Indiana-based German American Bank, which sold those two bank branch locations to Home Savings last year, is also expanding rapidly in Kentucky and reported strong growth during COVID. Deposits increased 2% in 2019, shot up 25% in 2020 and added 16% last year.

Michael Beckwith, German American’s senior vice president for commercial banking, said there are a variety of reasons why deposits grew, including an influx of new customers and more deposits from government entities and schools that work with the bank.

“COVID-related government payments were a meaningful contributor,” Beckwith said by email. “Customer behaviors were such that they focused on saving more and being fiscally conservative, a positive attribute of Kentucky businesses and individuals during uncertain times.”
Beckwith said German American’s loan-to-deposit ratio dropped over the past couple of years, ending 2020 at 75% and 2021 at 63%.
“Weighing all the factors, in general, we would prefer this ratio be somewhat higher on a going-forward basis,” he said.

German American’s rapid growth in Kentucky continued this year when regulators gave final approval to the bank’s $154 million acquisition of Citizens Union Bancorp of Shelbyville, which had 15 locations in the state.

With that purchase, German American, founded in 1910, is a $6.5 billion institution with 77 locations in Indiana and 14 in Kentucky.
Beckwith said he’s not concerned about the Federal Reserve increasing interest rates.

“It has been a number of years since we all experienced a significant rate-hike environment, but … consumers and businesses borrow based on investment needs, not rates. Rates in any historical context are and will still be very low for some time. While it is an excellent time to borrow from a rate perspective, we don’t expect a significant spike in loan activity in anticipation of the Fed’s next rate increase,” Beckwith said.

U.S. Bank’s Community East Regional Executive Bill Jones said the significant increase in liquidity due to strong deposits has put U.S. Bank in a good position for future balance-sheet growth.

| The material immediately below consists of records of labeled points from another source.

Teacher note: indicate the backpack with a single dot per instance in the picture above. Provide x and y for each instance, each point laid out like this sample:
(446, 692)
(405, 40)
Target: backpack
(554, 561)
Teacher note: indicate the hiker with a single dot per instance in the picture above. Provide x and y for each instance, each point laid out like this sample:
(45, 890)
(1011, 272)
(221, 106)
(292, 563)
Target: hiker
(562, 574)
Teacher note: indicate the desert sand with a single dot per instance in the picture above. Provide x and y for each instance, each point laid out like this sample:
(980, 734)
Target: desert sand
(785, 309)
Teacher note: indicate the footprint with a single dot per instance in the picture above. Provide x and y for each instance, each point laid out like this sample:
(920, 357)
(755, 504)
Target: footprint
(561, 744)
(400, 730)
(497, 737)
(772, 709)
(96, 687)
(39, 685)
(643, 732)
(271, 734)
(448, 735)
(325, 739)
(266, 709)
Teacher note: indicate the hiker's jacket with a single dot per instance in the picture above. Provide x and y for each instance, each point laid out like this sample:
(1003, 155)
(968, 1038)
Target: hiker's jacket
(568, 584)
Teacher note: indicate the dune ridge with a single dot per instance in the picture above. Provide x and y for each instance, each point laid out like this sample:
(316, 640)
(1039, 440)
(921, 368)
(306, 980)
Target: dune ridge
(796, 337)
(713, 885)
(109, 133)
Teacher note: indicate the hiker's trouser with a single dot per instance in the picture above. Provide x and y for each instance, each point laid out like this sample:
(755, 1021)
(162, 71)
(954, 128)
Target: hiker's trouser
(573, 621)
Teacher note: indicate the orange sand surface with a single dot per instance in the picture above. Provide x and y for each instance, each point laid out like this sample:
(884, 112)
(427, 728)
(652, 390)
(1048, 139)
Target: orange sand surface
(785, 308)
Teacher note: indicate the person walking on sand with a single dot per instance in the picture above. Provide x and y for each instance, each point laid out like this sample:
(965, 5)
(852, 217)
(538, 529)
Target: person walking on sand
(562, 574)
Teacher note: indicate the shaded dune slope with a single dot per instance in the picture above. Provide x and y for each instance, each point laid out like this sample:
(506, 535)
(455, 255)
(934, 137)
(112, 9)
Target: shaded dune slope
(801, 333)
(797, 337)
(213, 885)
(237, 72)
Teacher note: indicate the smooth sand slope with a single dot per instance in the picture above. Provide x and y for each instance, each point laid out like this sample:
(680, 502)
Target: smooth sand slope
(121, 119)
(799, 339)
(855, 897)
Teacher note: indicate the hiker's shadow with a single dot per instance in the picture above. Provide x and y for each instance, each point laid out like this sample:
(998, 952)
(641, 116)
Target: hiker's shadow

“We believe we are well positioned to benefit from a rising rate environment,” said Jones. “What we continue to see is part of the usual ebb and flow of changing conditions. Our loan business remains important to us, but the value of our diversified business model was evident in 2021 results. As we start a new year, we are encouraged by the momentum building in each of our lines of business. The investments we have made in our digital transformation and payments ecosystem initiatives will continue to enable customer and revenue growth and we expect continued momentum in customer spend activity and loan growth.”